As of Mac OS Sierra 10.12.3 I am running into the same initial issue and would love to
see Apple fixing this compability issue.

You need to log on to https://bugreport.apple.com with your apple ID and the search for problem ID 28978267 - title is "CardDAV account setting always uses port 8843 with SSL (Mac OS Sierra)". Unfortunately, the status has not changed up to now after I have reported it last October, so it might make sense to post a few "me too"...

Hey guys,

I solved this problem without any coding oder logfiles. I had the same problem but it works with macOS Sierra!
Here is the workaround:
Accounttype: Advanced
user and password should be there
serveradress: https://www.example.com
serverpath: /owncloud/remote.php/dav/principals/users/USER
Port: 443
Use SSL
Use Kerberos v5 ...
thats all
Try it.

1 Like

None of the above solutions worked for me in Mac OS Sierra. I was trying several options in the Advanced option (because I run owncloud in a special port and needed to insert it somewhere).
Finally I could get access to my owncloud server (CardDAV module) in the following way:
- In the Add Account window I choose the "Manual" option;
- I entered with username and password;
- In the server address I entered with a complete address in one line, i. e.,
https://EXAMPLE.COM:MY_SERVER_PORT/owncloud/remote.php/dav/principals/users/USERNAME
I was sure about the values of USERNAME, PASSWORD and MY_SERVER_PORT because I can have access to the server with these very same values from iOS and Android.
It seems that there is a bug in MacOS contacts client software, as it cannot compose the correct server link from the separated parameters we give to it. When we write manually the complete server link, as shown above, there is no need to compose the link and the login process succeeds.
I hope this solution could be useful to someone.

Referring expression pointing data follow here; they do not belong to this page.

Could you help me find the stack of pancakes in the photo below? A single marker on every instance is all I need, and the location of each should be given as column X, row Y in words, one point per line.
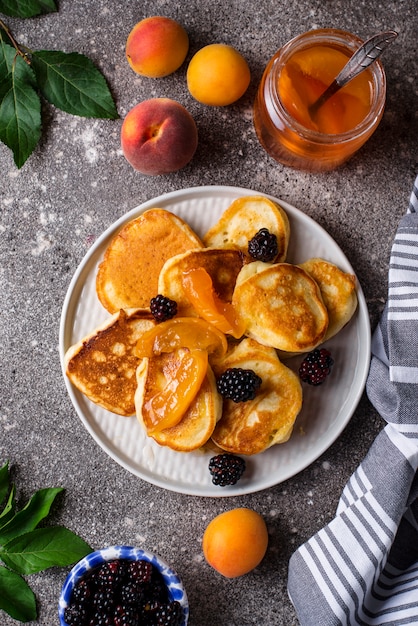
column 283, row 309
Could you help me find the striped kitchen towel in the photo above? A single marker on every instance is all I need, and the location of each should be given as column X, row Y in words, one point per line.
column 362, row 568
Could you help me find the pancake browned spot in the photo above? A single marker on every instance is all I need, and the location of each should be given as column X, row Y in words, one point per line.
column 244, row 218
column 128, row 274
column 253, row 426
column 338, row 291
column 281, row 306
column 103, row 364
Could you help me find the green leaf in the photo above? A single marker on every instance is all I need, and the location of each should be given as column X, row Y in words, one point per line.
column 9, row 510
column 27, row 8
column 72, row 83
column 43, row 548
column 16, row 597
column 4, row 481
column 20, row 108
column 4, row 34
column 14, row 67
column 29, row 517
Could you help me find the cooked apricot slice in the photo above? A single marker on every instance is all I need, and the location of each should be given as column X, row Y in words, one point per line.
column 181, row 332
column 199, row 290
column 167, row 407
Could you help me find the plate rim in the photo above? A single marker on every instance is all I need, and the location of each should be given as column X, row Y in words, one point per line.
column 335, row 429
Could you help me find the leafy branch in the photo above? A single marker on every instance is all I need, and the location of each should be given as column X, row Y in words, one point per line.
column 69, row 81
column 26, row 548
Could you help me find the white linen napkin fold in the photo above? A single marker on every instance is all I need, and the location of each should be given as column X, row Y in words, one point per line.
column 362, row 568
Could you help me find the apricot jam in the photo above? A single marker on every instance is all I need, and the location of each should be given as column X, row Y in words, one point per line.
column 181, row 332
column 183, row 376
column 293, row 80
column 198, row 287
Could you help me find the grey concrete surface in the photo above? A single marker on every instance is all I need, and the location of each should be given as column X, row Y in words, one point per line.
column 77, row 183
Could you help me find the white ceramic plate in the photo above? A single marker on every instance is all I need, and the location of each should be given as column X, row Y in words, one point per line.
column 326, row 409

This worked like a charm..... Thanks man .. you made my day :smiley:

None of suggested options above worked for me with nCloud and macOS Sierra (I have got a very strong password with wildcards...)
Here is what worked for me :

login : your login
password : your password
server : https://[server_address]:443
chemin : /remote.php/dav/principals/users/[username]
port : 443
use SSL

Just wanted to mention that for me El Capitan did not work but Sierra did. (I tried several different URL formats etc)
So.. it's complicated :frowning:

Hi everyone. I came across this same issue. Everything with my ownCloud installation was working perfectly expect this one thing, and it was driving me a bit nuts. Playing around with different link combinations (principals, users, dav/carddav, etc) I eventually figured that if entering a certain server path (ie. /owncloud/remote.php/dav/principals/users/USER) resulted in the macOS settings accepting the entry, the server was obviously telling my mac that this address was fine, and that there was in fact an addressbook accessible there. When looking in the Contacts settings, under the General tab, you'll see a Default Account dropdown box. If your ownCloud server is listed here, that means the system has registered it properly.

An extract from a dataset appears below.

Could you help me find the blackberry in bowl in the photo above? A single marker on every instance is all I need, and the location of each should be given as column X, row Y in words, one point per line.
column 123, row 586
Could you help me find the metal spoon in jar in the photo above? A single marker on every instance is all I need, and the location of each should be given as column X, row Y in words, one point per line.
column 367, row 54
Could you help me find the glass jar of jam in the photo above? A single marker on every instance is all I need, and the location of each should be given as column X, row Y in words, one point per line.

So the settings were fine (apparently) but my Contact list remained empty. I then tested it by creating a new contact.. and voila! All my contacts showed up. It seems the first sync is not automatic, and so you have to actually push something new to the server.

So if macOS accepts the settings/username/password you give it, the server is giving it the OK. Try forcing the first sync with some new info and see if that helps. For reference, my complete settings in macOS Sierra are:

New Account: Carddav
-> Advanced
[username]
[password]
Server Address: https://owncloud.example.com
Server Path: /owncloud/remote.php/dav/principals/users/[username]
Port 443
SSL: Checked

Good luck! This can be frustrating, I know.